Memento (2000)

jeudi 17 février 2011 à 22:56

J’ai lu qu’aujourd’hui, aux États-Unis, Memento ressortait au cinéma pour la journée uniquement à l’occasion d’une sorte de célébration pour les 10 ans du film.

10 ans déjà. Je me suis dit que c’était un moment comme un autre pour le revoir, surtout qu’il est dans le top 250 imdb. Notons, pour l’anniversaire, que le film est sorti en France en 2000, quelques mois avant qu’il n’arrive aux USA. C’est plus régulier qu’on ne le croit avec les productions indé.

Memento est pour moi un classique au même titre que Donnie Darko. Je ne l’ai pas vu autant, mais la galette a énormément tourné dans le lecteur. Le concept, le montage, et la façon que l’on a de percevoir l’histoire à cause de ça m’a toujours légèrement fasciné.

Pour ceux qui ne l’ont pas vu, l’histoire : Leonard Shelby ne peut plus se fabriquer de nouveaux souvenirs. Cette condition lui vient d’un coup à la tête qu’il a pris au moment où il tentait de sauver sa femme qui s’est fait tuer par des junkies. Depuis, il cherche à se venger.

Le film commence par la mort de Teddy. À partir de là, on va revenir en arrière jusqu’au moment où Leonard se laissera la piste qui le mènera au moment où il commettra le meurtre. C’est ainsi qu’il fonctionne, il suit des pistes, car il ne peut pas se fier à sa mémoire, il n’en a pas. Les faits, juste les faits. Cela dit, ceux qui l’entourent comprennent rapidement comment l’utiliser et le film nous montre comment tout s’emboite.
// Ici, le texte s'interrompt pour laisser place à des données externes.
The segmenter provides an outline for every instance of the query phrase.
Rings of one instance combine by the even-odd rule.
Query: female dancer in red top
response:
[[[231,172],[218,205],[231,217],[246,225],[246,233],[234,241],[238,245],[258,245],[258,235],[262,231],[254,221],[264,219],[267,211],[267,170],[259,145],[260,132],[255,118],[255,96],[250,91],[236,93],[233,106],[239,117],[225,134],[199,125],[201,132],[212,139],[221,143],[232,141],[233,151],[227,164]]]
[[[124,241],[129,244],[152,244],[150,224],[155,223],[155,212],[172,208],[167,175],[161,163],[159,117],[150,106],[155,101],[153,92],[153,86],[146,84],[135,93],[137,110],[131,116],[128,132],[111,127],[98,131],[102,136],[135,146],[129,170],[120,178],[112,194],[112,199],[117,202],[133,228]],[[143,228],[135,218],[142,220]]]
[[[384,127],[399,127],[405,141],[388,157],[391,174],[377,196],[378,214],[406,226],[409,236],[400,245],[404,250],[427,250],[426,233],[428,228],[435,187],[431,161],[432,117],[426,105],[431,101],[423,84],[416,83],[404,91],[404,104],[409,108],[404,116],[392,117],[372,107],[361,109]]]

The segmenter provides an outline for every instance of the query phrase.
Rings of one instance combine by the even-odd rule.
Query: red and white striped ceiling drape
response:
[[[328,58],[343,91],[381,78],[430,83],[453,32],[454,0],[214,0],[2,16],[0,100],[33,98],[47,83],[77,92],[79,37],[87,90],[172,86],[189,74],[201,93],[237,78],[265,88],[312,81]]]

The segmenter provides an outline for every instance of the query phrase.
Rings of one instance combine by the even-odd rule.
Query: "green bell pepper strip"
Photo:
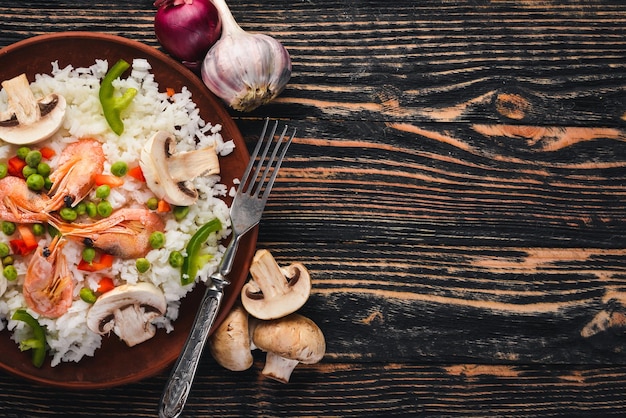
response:
[[[196,231],[187,243],[187,255],[183,259],[180,269],[180,282],[183,286],[193,283],[196,280],[198,270],[208,261],[206,256],[200,255],[202,244],[213,232],[222,229],[222,223],[215,218],[205,223]]]
[[[20,350],[32,350],[33,366],[39,368],[46,359],[46,333],[43,327],[31,314],[23,309],[18,309],[13,313],[12,319],[25,322],[33,330],[33,338],[20,342]]]
[[[122,121],[121,113],[133,101],[134,97],[137,95],[137,89],[131,87],[126,89],[121,96],[116,96],[113,81],[120,77],[129,67],[130,64],[124,60],[119,60],[115,63],[102,79],[100,91],[98,92],[104,118],[113,132],[118,135],[124,132],[124,122]]]

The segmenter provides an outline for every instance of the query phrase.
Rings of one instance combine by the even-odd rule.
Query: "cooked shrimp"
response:
[[[81,238],[87,245],[121,258],[144,257],[151,249],[150,235],[165,229],[163,219],[148,209],[119,209],[92,224],[61,223],[68,238]]]
[[[59,166],[50,175],[52,199],[48,211],[64,205],[76,206],[89,194],[96,174],[104,168],[104,151],[97,139],[85,138],[68,145],[59,157]]]
[[[0,180],[0,219],[16,223],[38,223],[48,220],[46,207],[50,198],[28,188],[19,177]]]
[[[48,318],[58,318],[72,305],[74,282],[62,252],[66,242],[56,236],[49,246],[38,248],[24,278],[26,304]]]

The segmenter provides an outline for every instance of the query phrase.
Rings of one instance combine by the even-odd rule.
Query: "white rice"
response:
[[[114,82],[114,86],[118,89],[134,87],[138,90],[132,104],[122,113],[124,132],[121,136],[117,136],[108,127],[98,98],[100,81],[108,71],[108,67],[108,62],[105,60],[96,60],[89,68],[73,68],[72,66],[59,68],[58,63],[54,62],[51,74],[37,75],[31,84],[31,89],[37,97],[56,92],[63,95],[67,101],[66,118],[61,130],[50,140],[33,145],[33,148],[45,145],[55,149],[56,156],[50,161],[53,170],[66,144],[81,137],[95,137],[102,141],[107,157],[105,173],[110,172],[111,164],[116,161],[125,161],[129,166],[137,165],[144,142],[159,130],[175,134],[179,140],[176,147],[178,151],[214,144],[220,155],[232,152],[233,141],[222,138],[220,125],[211,125],[201,118],[189,90],[183,88],[172,97],[168,97],[165,91],[159,92],[159,86],[150,72],[151,66],[143,59],[134,60],[130,75],[122,76]],[[167,86],[163,86],[163,90],[165,87]],[[6,94],[3,90],[0,92],[0,110],[6,108],[6,102]],[[196,141],[199,141],[197,145]],[[8,158],[15,155],[16,149],[16,146],[0,141],[0,161],[6,162]],[[124,185],[112,189],[108,198],[114,209],[145,207],[145,202],[153,196],[150,190],[145,184],[130,176],[125,176],[124,180]],[[202,280],[207,280],[207,277],[215,271],[224,251],[224,247],[220,245],[220,239],[230,234],[228,207],[220,198],[229,191],[225,185],[219,184],[219,181],[219,176],[203,177],[194,181],[200,198],[190,208],[184,220],[177,221],[171,214],[164,215],[166,245],[148,253],[146,258],[152,265],[146,273],[137,272],[134,259],[119,258],[114,262],[112,269],[104,272],[80,271],[76,265],[80,261],[82,246],[69,240],[64,247],[64,255],[71,267],[74,279],[74,303],[69,311],[59,318],[44,318],[27,309],[22,295],[22,284],[29,258],[15,257],[17,280],[7,281],[0,273],[0,330],[7,328],[11,331],[11,338],[16,343],[29,338],[28,327],[21,321],[10,319],[17,309],[27,309],[46,328],[48,354],[51,356],[52,366],[61,362],[78,362],[83,356],[93,356],[100,347],[102,338],[117,337],[114,335],[101,337],[87,328],[86,314],[90,305],[83,302],[78,293],[85,286],[96,290],[99,280],[103,276],[108,276],[114,277],[118,285],[150,282],[161,288],[166,296],[168,308],[165,316],[157,319],[155,324],[161,329],[158,332],[170,332],[178,317],[181,298],[193,288],[194,284],[181,285],[179,269],[172,268],[168,263],[169,254],[176,250],[185,255],[186,244],[199,226],[217,217],[222,222],[223,230],[210,237],[208,244],[202,248],[202,253],[212,255],[210,262],[203,267],[199,275],[203,278]],[[12,238],[0,233],[0,242],[8,244]],[[40,242],[40,246],[48,241],[49,237],[46,236]]]

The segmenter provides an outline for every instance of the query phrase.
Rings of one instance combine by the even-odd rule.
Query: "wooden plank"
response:
[[[186,416],[608,417],[626,407],[626,374],[616,367],[326,363],[299,366],[284,385],[259,379],[262,363],[240,373],[202,363]],[[14,382],[3,388],[0,414],[152,417],[165,378],[94,392],[39,389],[36,399],[32,386]]]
On va d’ailleurs dans deux sens. D’un côté, on avance dans des scènes en noir & blanc dans lesquelles Leonard raconte son histoire au téléphone et assemble les dernières preuves. De l’autre, on est en couleur et on remonte dans le temps. Le film se termine à la rencontre des deux storylines. En gros, la conclusion est à la moitié.

C’est assez difficile à expliquer, plus facile à regarder, même si le départ est toujours déroutant. Il faut le temps de s’adapter à l’alternance et aux reprises. Le concept demandait en tout cas une maitrise parfaite de la construction de l’histoire qui repose entièrement sur le fait que Leonard oublie.

Ainsi, à chaque fois que l’on retourne dans la storyline en couleur, on découvre ce que Leonard a oublié et pourquoi il s’est laissé telle ou telle indication. C’est assez malin, surtout que contrairement à lui, on sait où il va et ce qui le pousse à agir, alors que lui oublie.

Là où le film devient brillant, c’est avec le fait que l’on nous fait comprendre que les certitudes de Leonard ne sont finalement que des souvenirs malléables qu’il a lui-même arrangé pour entretenir son besoin de vengeance qui est la seule chose qui le fait avancer.

Les faits peuvent être manipulés, tout comme les souvenirs. Rien n’est sûr, mais Leonard a besoin de s’accrocher à quelque chose, car les souvenirs définissent en grande partie qui nous sommes et, dans son cas, cela va encore plus loin, car il n’a rien d’autre.

Bref, Memento est un film unique qui est l’expression du mariage parfait entre le concept de son histoire et celui de son montage.

Réalisateur & Scénariste : Christopher Nolan.
Casting : Guy Pearce, Carrie-Anne Moss, Joe Pantoliano, Mark Boone Junior, Jorja Fox, Stephen Tobolowsky, Harriet Sansom Harris, Thomas Lennon, Callum Keith Rennie.